Uno stile unico Dickinson usa uno stile assolutamento idiosincratico, immediatamente riconoscibile (siamo alla metà dell’Ottocento…) per l’uso sistematico della maiuscole di alcune parole e soprattuto dei trattini, che segnalano interruzioni e deviazioni del pensiero e del discorso. Dickinson evita il classico metro inglese del pentametro, e opta piuttosto per trimetri e tetrametri, più incisivi. La forma preferita è quella della ballata, con quartine che alternano tetrametri e trimetri. Quando usa la rima, segue lo schema ABCB (rimano solo il secondo e il quarto verso). Dickinson usa spesso anche la slant rhyme (rima imperfetta, o assonanza, in cui rimano solo le vocali e non le consonanti dell’ultima sillaba).
“My Life Had Stood” La vita della poetessa viene rappresentata con l’immagine tipicamente maschile del fucile carico.

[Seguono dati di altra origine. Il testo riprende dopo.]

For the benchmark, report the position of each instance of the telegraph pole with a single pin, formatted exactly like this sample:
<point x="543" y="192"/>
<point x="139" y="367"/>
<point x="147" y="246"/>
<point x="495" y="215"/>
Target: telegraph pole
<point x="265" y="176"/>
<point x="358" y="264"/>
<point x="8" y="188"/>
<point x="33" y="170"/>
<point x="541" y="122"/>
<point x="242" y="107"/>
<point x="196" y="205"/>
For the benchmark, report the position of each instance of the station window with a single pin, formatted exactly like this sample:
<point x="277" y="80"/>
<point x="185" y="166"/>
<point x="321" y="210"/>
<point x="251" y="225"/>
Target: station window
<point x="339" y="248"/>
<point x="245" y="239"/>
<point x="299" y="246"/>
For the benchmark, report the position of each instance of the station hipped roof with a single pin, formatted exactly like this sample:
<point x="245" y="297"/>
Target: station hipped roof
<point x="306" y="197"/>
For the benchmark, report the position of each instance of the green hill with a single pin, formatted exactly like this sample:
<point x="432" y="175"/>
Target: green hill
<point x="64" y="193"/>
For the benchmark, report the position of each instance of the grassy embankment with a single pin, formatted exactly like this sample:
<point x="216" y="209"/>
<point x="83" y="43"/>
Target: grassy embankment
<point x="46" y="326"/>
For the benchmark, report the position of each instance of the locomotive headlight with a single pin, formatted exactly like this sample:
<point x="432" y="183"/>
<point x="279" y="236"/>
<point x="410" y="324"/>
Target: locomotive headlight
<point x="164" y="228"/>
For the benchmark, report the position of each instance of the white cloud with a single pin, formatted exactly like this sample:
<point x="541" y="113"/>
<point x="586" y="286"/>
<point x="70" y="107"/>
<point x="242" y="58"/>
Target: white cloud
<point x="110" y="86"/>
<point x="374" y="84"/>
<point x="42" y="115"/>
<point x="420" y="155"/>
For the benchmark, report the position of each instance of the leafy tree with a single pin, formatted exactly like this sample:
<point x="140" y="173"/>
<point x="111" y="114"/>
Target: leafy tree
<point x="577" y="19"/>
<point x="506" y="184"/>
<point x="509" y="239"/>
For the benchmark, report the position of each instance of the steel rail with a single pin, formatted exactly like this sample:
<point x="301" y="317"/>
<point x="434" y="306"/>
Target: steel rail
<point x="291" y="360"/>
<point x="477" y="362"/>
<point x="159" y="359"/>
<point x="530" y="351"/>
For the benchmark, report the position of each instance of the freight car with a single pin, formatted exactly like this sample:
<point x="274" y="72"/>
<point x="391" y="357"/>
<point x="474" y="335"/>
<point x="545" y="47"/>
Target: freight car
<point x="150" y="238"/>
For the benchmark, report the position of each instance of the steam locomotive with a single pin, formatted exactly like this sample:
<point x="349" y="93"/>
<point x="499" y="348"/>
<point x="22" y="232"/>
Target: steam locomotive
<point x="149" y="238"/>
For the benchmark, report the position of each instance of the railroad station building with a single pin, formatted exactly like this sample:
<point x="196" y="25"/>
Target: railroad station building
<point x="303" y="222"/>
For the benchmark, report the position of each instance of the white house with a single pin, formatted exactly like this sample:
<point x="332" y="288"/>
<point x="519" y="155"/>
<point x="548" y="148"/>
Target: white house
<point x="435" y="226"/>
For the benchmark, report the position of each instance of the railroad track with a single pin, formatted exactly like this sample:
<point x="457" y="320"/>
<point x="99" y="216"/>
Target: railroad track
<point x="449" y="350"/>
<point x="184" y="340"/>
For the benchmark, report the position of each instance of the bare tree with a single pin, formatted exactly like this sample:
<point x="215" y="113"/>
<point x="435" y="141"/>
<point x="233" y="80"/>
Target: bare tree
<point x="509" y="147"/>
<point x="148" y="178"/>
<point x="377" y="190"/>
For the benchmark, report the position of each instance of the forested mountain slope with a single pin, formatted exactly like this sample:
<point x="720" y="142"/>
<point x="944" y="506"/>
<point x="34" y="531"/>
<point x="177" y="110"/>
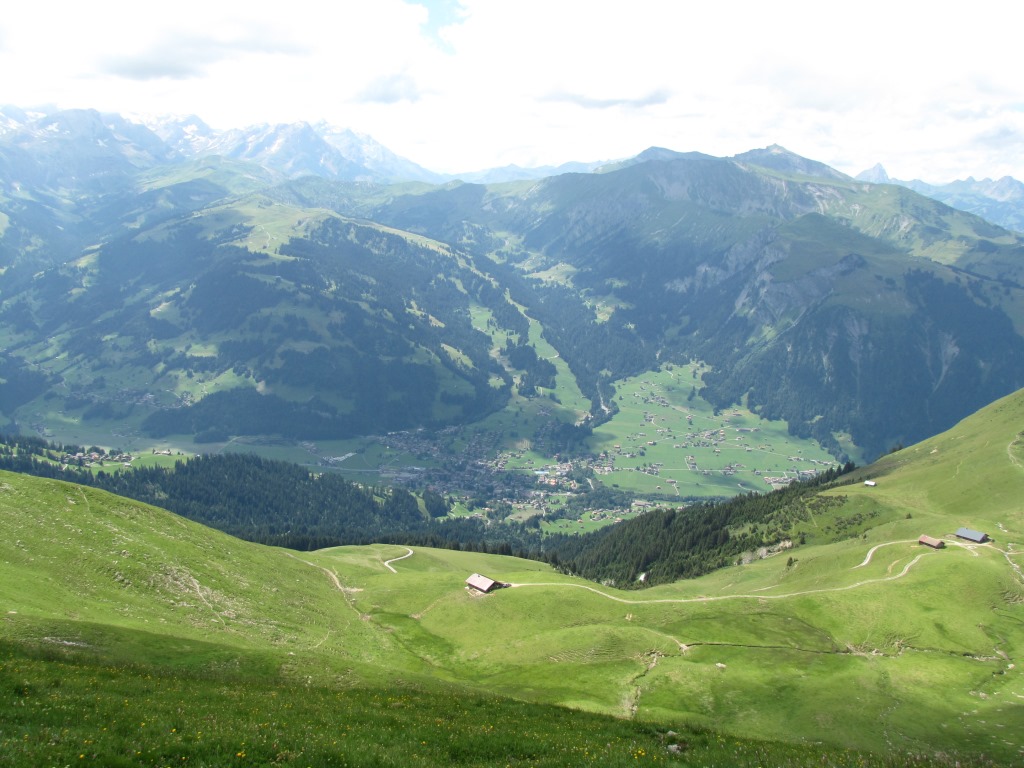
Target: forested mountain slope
<point x="212" y="298"/>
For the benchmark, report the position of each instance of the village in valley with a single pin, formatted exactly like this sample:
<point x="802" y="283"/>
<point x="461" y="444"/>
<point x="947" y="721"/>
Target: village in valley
<point x="665" y="446"/>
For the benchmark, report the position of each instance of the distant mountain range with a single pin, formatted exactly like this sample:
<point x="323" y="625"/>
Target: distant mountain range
<point x="1001" y="202"/>
<point x="183" y="281"/>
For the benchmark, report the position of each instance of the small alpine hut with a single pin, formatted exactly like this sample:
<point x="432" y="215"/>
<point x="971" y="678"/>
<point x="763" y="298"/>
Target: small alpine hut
<point x="972" y="536"/>
<point x="482" y="584"/>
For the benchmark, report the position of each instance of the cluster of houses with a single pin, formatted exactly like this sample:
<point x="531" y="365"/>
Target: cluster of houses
<point x="88" y="459"/>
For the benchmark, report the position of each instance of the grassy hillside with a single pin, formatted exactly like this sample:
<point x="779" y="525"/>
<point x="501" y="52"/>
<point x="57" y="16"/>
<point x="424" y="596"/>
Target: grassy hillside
<point x="869" y="642"/>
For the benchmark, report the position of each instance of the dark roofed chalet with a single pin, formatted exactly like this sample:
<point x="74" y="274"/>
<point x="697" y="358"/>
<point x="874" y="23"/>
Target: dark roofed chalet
<point x="972" y="536"/>
<point x="483" y="584"/>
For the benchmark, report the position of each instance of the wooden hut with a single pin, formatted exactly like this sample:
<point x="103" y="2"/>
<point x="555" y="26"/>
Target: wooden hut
<point x="482" y="584"/>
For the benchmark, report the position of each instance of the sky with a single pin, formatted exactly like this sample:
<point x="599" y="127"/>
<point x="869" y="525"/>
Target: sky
<point x="932" y="90"/>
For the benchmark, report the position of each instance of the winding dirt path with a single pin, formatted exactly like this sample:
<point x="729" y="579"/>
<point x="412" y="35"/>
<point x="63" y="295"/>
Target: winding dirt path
<point x="387" y="563"/>
<point x="870" y="552"/>
<point x="706" y="599"/>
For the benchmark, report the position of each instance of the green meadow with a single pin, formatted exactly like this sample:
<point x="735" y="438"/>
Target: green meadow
<point x="858" y="647"/>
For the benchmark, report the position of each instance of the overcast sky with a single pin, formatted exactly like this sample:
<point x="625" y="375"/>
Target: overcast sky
<point x="932" y="90"/>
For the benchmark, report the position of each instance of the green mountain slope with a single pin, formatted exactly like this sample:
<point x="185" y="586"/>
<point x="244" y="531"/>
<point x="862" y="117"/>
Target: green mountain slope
<point x="864" y="315"/>
<point x="860" y="638"/>
<point x="837" y="305"/>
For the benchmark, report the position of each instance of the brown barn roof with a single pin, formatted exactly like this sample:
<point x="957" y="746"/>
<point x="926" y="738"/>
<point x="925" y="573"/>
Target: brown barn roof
<point x="481" y="583"/>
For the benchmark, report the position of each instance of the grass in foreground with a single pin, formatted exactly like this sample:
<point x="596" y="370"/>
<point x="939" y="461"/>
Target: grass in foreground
<point x="64" y="707"/>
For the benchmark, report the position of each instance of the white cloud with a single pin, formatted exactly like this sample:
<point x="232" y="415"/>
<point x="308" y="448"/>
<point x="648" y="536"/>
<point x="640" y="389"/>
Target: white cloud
<point x="929" y="89"/>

Il rapporto con il “Master/Owner” sembra riproporre il rapporto di dipendenza della donna rispetto all’uomo, ma il testo esalta il potere del “fucile” (l’io poetico femminile), attraverso immagini di carattere latentemente sessuale (e maschile). Nella strofa finale, la misteriosa affermazione secondo cui il fucile non può essere toccato dalla morte, potendola soltanto dare, ma è il padrone che deve vivere più a lungo, perché non si ha il potere di vivere se non si ha quello di morire, in realtà rivendica, riecheggiando lo Shakespeare dei sonetti, il potere di sopravvivere, attraverso la poesia, alla propria morte (e a quella dei propri “padroni”).
“I gave myself to him” Il testo descrive un mutuo contratto d’amore, usando il linguaggio tipicamente maschile dell’economia. La condizione della donna viene rappresentata in termini di dipendenza e svalutazione, e denuncia, nell’ultima strofa, l’asimmetria tra l’uguaglianza “notturna” del rapporto privato d’amore e l’“insolvenza” della vita diurna, quando la “mutualità” della relazione (quella stessa mutualità che per la Hester Prynne alla fine di The Scarlet Letter è l’obiettivo che le donne devono raggiungere) diventa “Insolvent”.
“They shut me up in Prose” L’immagine della bambina rinchiusa nello sgabuzzino perché solo così diventa “tranquilla” illustra le procedure repressive della cultura patriarcale nei confronti delle donne. Ma questa reclusione diventa spazio protetto di libertà e autodeterminazione. La donna anzi è paragonata a un uccello impossibile da rinchiudere, che guarda dall’alto una “captivity” che non può fermarne il volo. Nel primo verso non è chiaro se il tempo sia al passato o al presente, visto che “shut” è verbo irregolare con i due tempi uguali. In questo modo, si crea un’ambiguità che permette alla poetessa di manifestare sia l’oppressione presente delle donne, sia il fatto che lei, come altre donne, è stata capace di liberarsene.
“I’m ‘wife’” Il tranquillizzante (“safer”, v. 4) stato di “moglie” diventa un’eclissi, come se un velo, molto simile a una prigione, facesse diventare lontana e irraggiungibile la libera fantasia di una ragazza, la cui vita spensierata sembra ora qualcosa di strano, di curioso. La seconda immagine, quella della vita che appare altrettanto strana a coloro che sono ormai dall’altra parte, rafforza questa sensazione di stranezza/estraneità, come se diventare “moglie”, ma anche rassegnarsi a entrare nella routine quotidiana, fosse un po’ morire. Nell’ultimo verso, il lapidario “Stop there!” elimina eventuali ulteriori possibilità di liberarsi da quella “soffice eclissi”, tanto piacevole quanto limitante, ma manifesta anche un’ironica denuncia del potere censorio della cultura maschile, ovviamente aggirata da una poesia così duramente polemica con l’istituzione del matrimonio.